I logged into Heroku figuring the dyno needed a reboot for some reason. Hit reboot and nothing. Checked the logs and the dyno was failing to reboot. Why the hell wasn’t it rebooting? Googled the error code and discovered the reboot was taking longer than 75 seconds and timing out. Nothing has changed on this app in years, why is it slow to reboot?
Checked the Heroku status page, right after more reboot attempts and finally getting a reply saying reboots were disabled. The last thing I wanted to see was on the screen “Widespread Platform Issues”. I should have checked there first but I assumed it was something I was doing causing the server to not reboot. It had a stack update so I thought maybe the previous stack had hit its EOL and was requiring me to update before it would restart. Installing the Heroku CLI and trying to push a build to finish the stack update took a long time. It was actually the slow build that made me finally think to check the status page.
I started trying to pull down a copy of the database so I could attempt to spin up another copy on DigitalOcean. The database export was garbled. I’m not sure if it was because of the platform issues or if the format Heroku uses differs from the standard Postgres style. I started the process of setting up the DO server thinking better to get the app launched and then figure out the data than to eventually get the data and not be able to fix things immediately.
Shortly before 4pm when I had just finished getting the server setup I checked the Heroku status.
Our engineers have resolved the issue causing dynos to be unable to start. We are still monitoring for other impact, but the platform appears to have stabilized. We have re-enabled dyno restarts, including automatic cycling. Dynos that crashed or were otherwise restarted during this incident will automatically restart within the next few hours, or can be manually restarted with the following CLI command…
Back to the Heroku dashboard, restart dyno, and everything was back. Six hours after the issue started it was fixed and during that time I was unable to solve the issue even temporarily.
Last week this same client had a similar issue with his other app. In that case it runs on his web server and the issue was caused by a third-party migrating him to a new server and not bothering to ask any questions prior to the move. Last December he emailed me because he had someone doing WordPress work for him and wanted to make sure that nothing happened to the apps. I emailed the developer detailed information on what needed to be avoided to ensure the app did not go down.

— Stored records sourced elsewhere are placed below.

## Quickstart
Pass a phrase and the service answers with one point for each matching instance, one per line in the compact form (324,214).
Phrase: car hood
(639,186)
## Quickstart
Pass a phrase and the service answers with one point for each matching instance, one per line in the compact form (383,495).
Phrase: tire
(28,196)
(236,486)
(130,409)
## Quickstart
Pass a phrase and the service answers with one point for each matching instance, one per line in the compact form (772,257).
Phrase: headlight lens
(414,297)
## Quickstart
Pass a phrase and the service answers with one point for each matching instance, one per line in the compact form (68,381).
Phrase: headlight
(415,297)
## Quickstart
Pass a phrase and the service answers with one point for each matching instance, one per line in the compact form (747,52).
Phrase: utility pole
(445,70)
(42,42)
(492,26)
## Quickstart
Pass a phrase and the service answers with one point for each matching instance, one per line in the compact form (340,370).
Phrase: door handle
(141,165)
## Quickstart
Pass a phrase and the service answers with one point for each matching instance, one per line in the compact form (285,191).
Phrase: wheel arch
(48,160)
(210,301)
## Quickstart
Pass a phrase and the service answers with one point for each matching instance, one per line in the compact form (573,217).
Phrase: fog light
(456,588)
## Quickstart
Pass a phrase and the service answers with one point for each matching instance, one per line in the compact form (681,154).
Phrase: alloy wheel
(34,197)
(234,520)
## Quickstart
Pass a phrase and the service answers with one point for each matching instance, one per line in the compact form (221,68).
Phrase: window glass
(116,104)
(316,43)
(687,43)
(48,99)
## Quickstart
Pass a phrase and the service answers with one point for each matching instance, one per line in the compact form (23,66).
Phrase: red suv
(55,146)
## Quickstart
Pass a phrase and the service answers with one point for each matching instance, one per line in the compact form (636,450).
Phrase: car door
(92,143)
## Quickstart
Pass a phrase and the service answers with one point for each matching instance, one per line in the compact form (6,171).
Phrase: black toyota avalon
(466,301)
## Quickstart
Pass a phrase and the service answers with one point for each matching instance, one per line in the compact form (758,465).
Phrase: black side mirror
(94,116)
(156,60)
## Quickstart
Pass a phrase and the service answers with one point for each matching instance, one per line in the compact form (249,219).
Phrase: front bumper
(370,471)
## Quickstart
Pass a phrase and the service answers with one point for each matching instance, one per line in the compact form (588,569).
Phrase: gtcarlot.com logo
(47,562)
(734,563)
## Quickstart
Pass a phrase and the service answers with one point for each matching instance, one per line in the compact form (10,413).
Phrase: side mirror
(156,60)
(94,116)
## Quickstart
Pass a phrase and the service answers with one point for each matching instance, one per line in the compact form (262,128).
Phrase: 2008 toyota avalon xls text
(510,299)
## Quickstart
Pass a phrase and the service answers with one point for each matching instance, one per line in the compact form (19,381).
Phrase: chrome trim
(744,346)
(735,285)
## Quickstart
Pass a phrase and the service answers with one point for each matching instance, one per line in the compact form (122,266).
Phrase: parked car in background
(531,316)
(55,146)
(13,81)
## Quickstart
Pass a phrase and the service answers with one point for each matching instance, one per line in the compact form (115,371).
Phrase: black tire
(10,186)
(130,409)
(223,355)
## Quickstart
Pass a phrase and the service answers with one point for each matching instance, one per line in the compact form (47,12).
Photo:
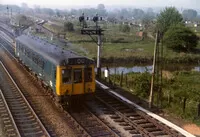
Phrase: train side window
(66,76)
(88,74)
(77,75)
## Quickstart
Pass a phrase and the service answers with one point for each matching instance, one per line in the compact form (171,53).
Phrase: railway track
(129,120)
(91,124)
(22,120)
(87,123)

They moved the site, setup a new database, and didn’t copy over the tables for the application. They then tried ramming in a new copy of CodeIgniter because the PHP version was moving to 7.x from 5.x and it was throwing errors. The worst part, I got the email about the issue on Sunday morning, emailed the developer and didn’t hear anything until Tuesday. I finally got everything working Tuesday afternoon after getting the access I wanted.
Seeing as both applications went down within a week of each other I need to make changes. The first change is I’m setting up database backups to my computer and my server on a daily basis. I’m building a new shared admin for the apps that can be switched over to on the next Apple update.
The apps are going to check the server for config files which will contain file URLs, last modified dates, and a md5 checksum of the files. If the last modified date and the checksum differ from the version on the app it will fetch down the updated files. If they have not or it fails to contact the server/fetch the files it will continue using the existing ones.
The admin, web training, and all app related data are moving over to a DigitalOcean droplet that routinely takes snapshots and utilizes a floating IP. If the server has issues a new one can be spun up from the latest snapshot and the floating IP can be pointed to it. No DNS worries and no 6 hour or multi-day downtime’s.
With these changes should DigitalOcean completely fail I can setup a new server somewhere else with the latest database backup, clone the repository, and update the config files to point the apps to the new server in minutes.